Nov. 14 (UPI) -- Crude oil prices drifted further away from recent highs Tuesday following a forecast for non-OPEC production growth that outpaces demand next year.
The World Energy Outlook from the International Energy Agency said it expected the 8 million barrel per day increase in U.S. shale oil production growth from 2010 through 2025 will match the record for the highest pace of production growth for a single country in recorded history.
While the national refinery sector is tooled in a way that makes it dependent on heavier oils like those coming from Canada and some members of the Organization of Petroleum Exporting Countries, the report said the United States is to become a major oil exporter because of growth from shale.
"With the United States accounting for 80 percent of the increase in global oil supply to 2025 and maintaining near-term downward pressure on prices, the world's consumers are not yet ready to say goodbye to the era of oil," the world outlook read.

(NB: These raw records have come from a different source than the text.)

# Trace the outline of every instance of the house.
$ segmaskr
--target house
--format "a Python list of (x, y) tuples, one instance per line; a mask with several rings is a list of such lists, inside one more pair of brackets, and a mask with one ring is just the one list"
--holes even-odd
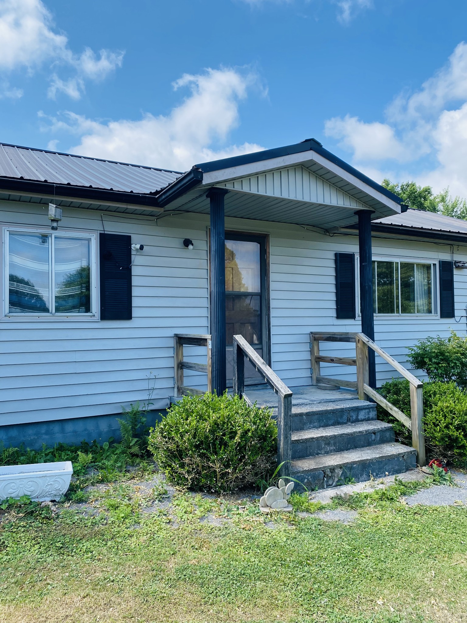
[[(297, 387), (310, 332), (361, 330), (404, 364), (417, 340), (466, 329), (467, 224), (407, 209), (314, 139), (184, 173), (0, 145), (0, 214), (6, 445), (116, 434), (154, 376), (166, 409), (175, 334), (212, 334), (222, 391), (234, 335)], [(186, 348), (185, 384), (205, 389), (206, 349)], [(397, 373), (370, 354), (369, 375)]]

In its monthly, and separate, monthly market report, the IEA said non-OPEC production would likely be more than demand next year and leave the market in surplus. The balance between supply and demand next year, the report read, "does not look as tight as some would like."

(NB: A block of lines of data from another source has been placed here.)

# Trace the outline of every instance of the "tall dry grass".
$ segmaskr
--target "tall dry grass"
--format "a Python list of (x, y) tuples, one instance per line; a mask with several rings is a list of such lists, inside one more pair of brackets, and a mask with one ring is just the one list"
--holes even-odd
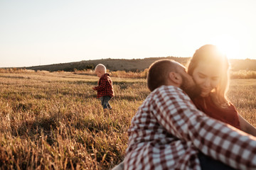
[[(144, 79), (112, 77), (104, 115), (98, 78), (68, 72), (0, 74), (0, 169), (109, 169), (124, 158), (131, 119), (149, 91)], [(232, 80), (228, 96), (254, 125), (255, 79)]]

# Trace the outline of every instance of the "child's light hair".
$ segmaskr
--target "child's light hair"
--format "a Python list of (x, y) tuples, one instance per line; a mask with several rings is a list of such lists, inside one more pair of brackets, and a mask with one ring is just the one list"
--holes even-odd
[(213, 45), (205, 45), (196, 51), (189, 62), (188, 73), (192, 76), (199, 62), (206, 62), (209, 64), (216, 64), (221, 71), (220, 81), (213, 90), (215, 96), (212, 96), (213, 102), (220, 108), (225, 108), (229, 105), (229, 101), (226, 93), (229, 85), (229, 62), (227, 57), (222, 54), (217, 46)]
[(107, 69), (106, 67), (102, 64), (99, 64), (95, 67), (95, 72), (102, 72), (104, 73), (106, 73)]

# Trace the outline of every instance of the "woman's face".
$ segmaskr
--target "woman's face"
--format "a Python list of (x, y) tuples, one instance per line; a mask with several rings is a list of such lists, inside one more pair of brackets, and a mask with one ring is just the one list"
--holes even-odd
[(195, 68), (192, 77), (196, 84), (201, 88), (201, 96), (208, 96), (218, 85), (220, 77), (220, 72), (218, 68), (219, 67), (216, 64), (203, 61), (199, 62)]

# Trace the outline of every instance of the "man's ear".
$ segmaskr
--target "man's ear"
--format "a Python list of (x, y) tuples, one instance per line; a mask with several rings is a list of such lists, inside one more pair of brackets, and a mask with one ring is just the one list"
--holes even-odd
[(181, 76), (176, 72), (169, 72), (169, 79), (171, 80), (173, 83), (180, 85), (182, 83), (182, 77)]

The price for Brent crude oil was down 0.36 percent at 9:15 a.m. EST to $62.93 per barrel. West Texas Intermediate, the U.S. benchmark for the price of oil, was down 0.42 percent to $56.51 per barrel.
The wide spread, or difference, between Brent and WTI is supportive of U.S. crude oil prices because the discount makes U.S. oil competitive in the open market, particularly in Asia.
The batch of market data out so far in November comes weeks before OPEC ministers sit down in Vienna to review the terms of their multilateral effort, which draws support from non-member states like Russia, to drain the surplus on the five-year average of global crude oil inventories with managed production declines.
The balancing act is working so far as designed, but may be supporting markets to the point that drillers are returning to work as conditions improve. Expectations that OPEC will extend the agreement deeper into 2018 may be already priced into the market.
Tamas Varga, a market analyst at London oil broker PVM, said in an emailed fundamentals report that markets may retreat further if OPEC ministers back a short-term extension. Compliance with the deal is above 100 percent, but some of those cuts are temporary responses to violence in countries like Iraq, where violence in the northern Kurdish region sidelined some output.
"If the geopolitical situation normalizes OPEC production could quickly climb higher again," he wrote.